Deep Learning is a sub-section of machine learning that allows machines to process data in a similar manner as the human brain. The backbone of Deep Learning is a network of nodes that connect to each other forming layers, and a combination of these layers form a neural network. Input data passes through several layers of neural networks and is refined to make accurate predictions. How a neural network ideally works is that data (features) is passed through an Input Layer and produced out of an Output Layer. But between these two layers is where the major processing and fine-tuning of data takes place, in the Hidden Layer. In this post, I am focusing on understanding an algorithm that is responsible for the fine-tuning between layers. These algorithms are called Optimizers.

Optimizers are algorithms that tweak certain attributes of your neural network such as weights, biases and learning rates to reduce losses.
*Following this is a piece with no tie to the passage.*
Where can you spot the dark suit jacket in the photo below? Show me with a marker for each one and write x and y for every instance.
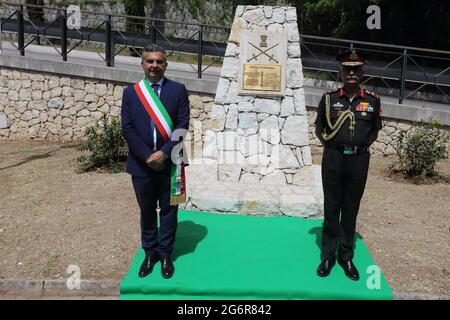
(137, 128)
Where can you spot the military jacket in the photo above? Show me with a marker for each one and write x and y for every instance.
(366, 108)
We are targeting four technical terms in the Deep Learning world, let’s try and understand what they mean.

1. Weights: They control the strength of the connection between two consecutive nodes. They help decide how much one layer will affect the next layer. This helps us understand how the input layer has contributed to the results provided by the output layer.

2. Biases: These are constant numbers that adjust the level at which an activation function is triggered. This function is responsible for whether a neuron is activated or not. It’s like a constant in a linear equation. It’s an additional parameter that adjusts the output.

3. Learning Rate: It’s important for deep learning models to be able to take in new and updated data and train on it. Learning Rate is a variable that shows how quickly a model can adapt to change.

4. Losses: Losses calculate how far off our predicted value is from the target value. It helps understand the accuracy of the model.

Optimizers are used to minimize these differences called Losses by adjusting parameters that we discussed above.

There are several types of Optimizers to pick from, some commonly used Optimizers are Gradient Descent Optimizer, Adam Optimizer and Stochastic Gradient Descent with Momentum. As a beginner, I always thought increased number of epochs could yield better results but that is not true. These optimizers need to be picked keeping in mind what parameter we are aiming for, and which is adaptable to the amount of data we are planning to feed the model. We are going to discuss about one such optimizer called “Adam”.

Adam is abbreviation for Adaptive Moment Estimation. It is a combination of two other optimizers called Stochastic Gradient Descent with Momentum (SGD) and RMSprop. To understand what these two algorithms bring to the table, let’s imagine a hill, and if we were trying to get to the lowest part of the hill, Gradient Descent algorithm does the job. We are aiming for the lowest point because that would mean the losses are low. To get to this lowest point of the hill we might have to cross highs as well, RMSprop does the job of deciding how big our steps must be for us to reach our point. It can neither be too big nor too small. With the help of SGD, we take smaller portions of the hill to navigate and use the momentum to point us in the right direction. Adam is a combination of RMSprop’s ability to improve learning rate and SGD’s capability to navigate in the right direction. Its primary focus is to adjust learning rates for better accuracy of a model. While Adam does a good job with clear data it doesn’t do very well with noisy data i.e., it makes major fluctuations of the learning rate when it encounters noisy data. Researchers might have found just the right solution for that.

While Adam might seem like an ideal optimizer despite its negatives, in the recent times researchers have come up with a new optimizer called the Lion Optimizer (EvoLved Sign Momentum) which solves the disadvantages of the Adam Optimizer. This algorithm was discovered by Google Brain along with the University of California (UCLA). It has proven to be better than Adam in several ways. The Lion optimizer focuses on tracking the momentum, while leveraging the Sign Operation (+) which helps the algorithm move in one direction despite all the noisy data. The simplicity of this algorithm also makes it memory efficient. But don’t let the simplicity of it make you question its accuracy. In several instances it has proven to perform better than Adam.

In conclusion, selecting the perfect Optimizer depends on more than one feature. Every kind of dataset would require a specific type of Optimizer and a lot of trial and errors help us understand how these things work and help us make better choices.